De-Monotheising the Human Mind the Hindu Way

Almost a thousand years of cultural onslaught have left Hindus apologetic about their beliefs. They are keen to mould them into the framework dominated by a monotheistic mindset which holds sway even when it is mutated into terms such as rational, scientific and even atheist. Such is the power of monotheism that it infects even ideologies which purport to be antagonistic to any form of religious belief and it does so without most of us even realising.

Not widely known but John Gray is one of the western world’s most profound philosophers , and with his 2007 publication ‘Black Mass’ which is perhaps the most underrated book of the century thus so far. For those who thought that any attack on aggressive atheism would come from evangelical style preaching were sorely mistaken. Derided as being too negative even for nihilists, Gray uses calm and cogent methodology to unravel the Christian worldview which we take for granted in spheres which we would never have imagined. For instance the seemingly innocuous subject of economics has its theoretical springboard in Christianity, in both Marxist statism and free market libertarianism.

The common denominator is the utopia which they promise their disciples. One only needs to observe how dogmatic people of various political persuasions cling to the amorphous ‘theory’ in the wake of its failure in the real world. In all cases the ‘theory’ must be right and it is humans that are flawed having polluted the perfect ‘theory’. If this sounds disturbingly like religious fundamentalism then that is because to all intents and purposes it is.

If Richard Dawkins acts like an aggressive evangelist that is because in his own way he is one because bizarrely his atheism needs religion to exist in order to deny it. The ‘theory’ is the god in whatever form it is manifest. It is the only true being worthy of worship and commands blind obedience. Gray warns us that denial and especially suppression of religious belief will lead to its resurrection in grotesque formats. Hence the ‘self-improvement’ groups which are in fact very successful cults using the format bequeathed to them by monotheism to force down their unbending message without compromise.

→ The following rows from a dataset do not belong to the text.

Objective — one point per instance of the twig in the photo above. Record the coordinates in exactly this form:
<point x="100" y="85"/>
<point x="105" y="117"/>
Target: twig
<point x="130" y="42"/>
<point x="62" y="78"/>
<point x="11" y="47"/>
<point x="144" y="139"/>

Essential to all these is the sense of crisis which has its origins in Christianity’s idea of the End-Time. Earlier cultures did not believe this. Instead they held to a cyclical view of world history. That which exists must necessarily be destroyed. Out of ashes it is then recreated. While the millenarianism of

Christianity has been secularised into the rarely questioned assumption that that future will always entail progress, this has not always brought benefits. In fact it has induced a false sense of flattered egotism via an assumed reality centred on the state of ‘present’ which refuses to examine that the entire human mindset has been put through a state of historical disconnect.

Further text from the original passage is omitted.